Iran: Human rights defender Reza Khandan arrested and Nasrin Sotoudeh remains on hunger strike
According to reports received from Iran by the Gulf Centre for Human Rights (GCHR), human rights defender Reza Khandan, husband of detained prominent human rights lawyer Nasrin Sotoudeh, has been arrested.
On 04 September 2018, Khandan was arrested almost three months after his wife Sotoudeh was arrested on 13 June. His lawyer, Mohammad Moghimi, said in a Facebook post, “This morning, 04 September 2018, my client, Mr. Reza Khandan, husband of human rights lawyer Mrs. Nasrin Sotoudeh, was arrested at his home and at Branch 7 of Evin Prosecutor's Office, three accusations were directed against him: assembly and collusion against national security, propaganda against the system, and spreading and promoting [the wearing] of no hijab in society. He was informed that a bail amount of 700 million Iranian Toman (USD$16,630) will be issued for him.” Later reports confirmed that he rejected the bail, and he is being held in Evin prison, the same prison as Sotoudeh.
Badges were found in the family’s home, saying “No to compulsory hijab,” which has led to the arrest of several prominent human rights defenders, including Dr. Farhad Meysami, a friend of Sotoudeh’s.
Sotoudeh went on hunger strike on 25 August 2018 to protest poor treatment of family and friends since her arrest in June. See: https://www.gc4hr.org/news/view/1938 According to some other reports, the next day, three new charges were filed against her for “urging a referendum,” “assisting in the formation of house churches” and “organising protest rallies.”

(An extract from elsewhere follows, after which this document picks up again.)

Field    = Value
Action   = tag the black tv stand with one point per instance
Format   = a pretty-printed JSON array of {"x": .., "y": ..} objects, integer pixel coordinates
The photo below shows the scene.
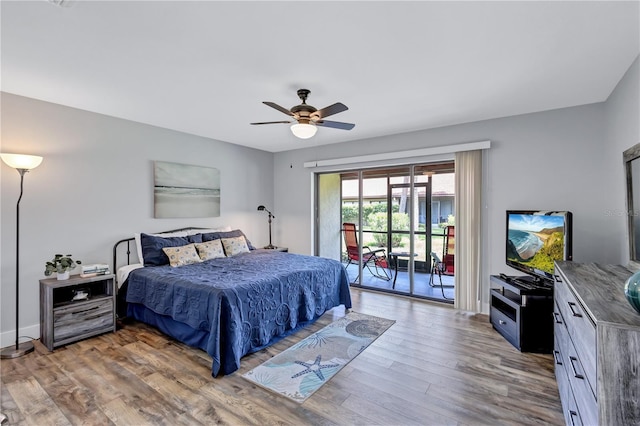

On 13 June 2018, Sotoudeh was taken from her home in Tehran. During the interrogation, she was told that the charges against her are “propaganda against the state,” for allegedly being a member of LEGAM, an NGO opposed to the death penalty, and “assembly and collusion against national security.” On 15 August 2018, Sotoudeh was sentenced to five years in prison in absentia for the two charges as well as for “espionage”. She has appealed the conviction.
Reports suggested that her detention comes following her legal representation of women arrested in Iran for peacefully protesting against the Islamic Republic’s compulsory hijab law, and for criticising the judiciary. For more info, see https://www.gc4hr.org/news/view/1924.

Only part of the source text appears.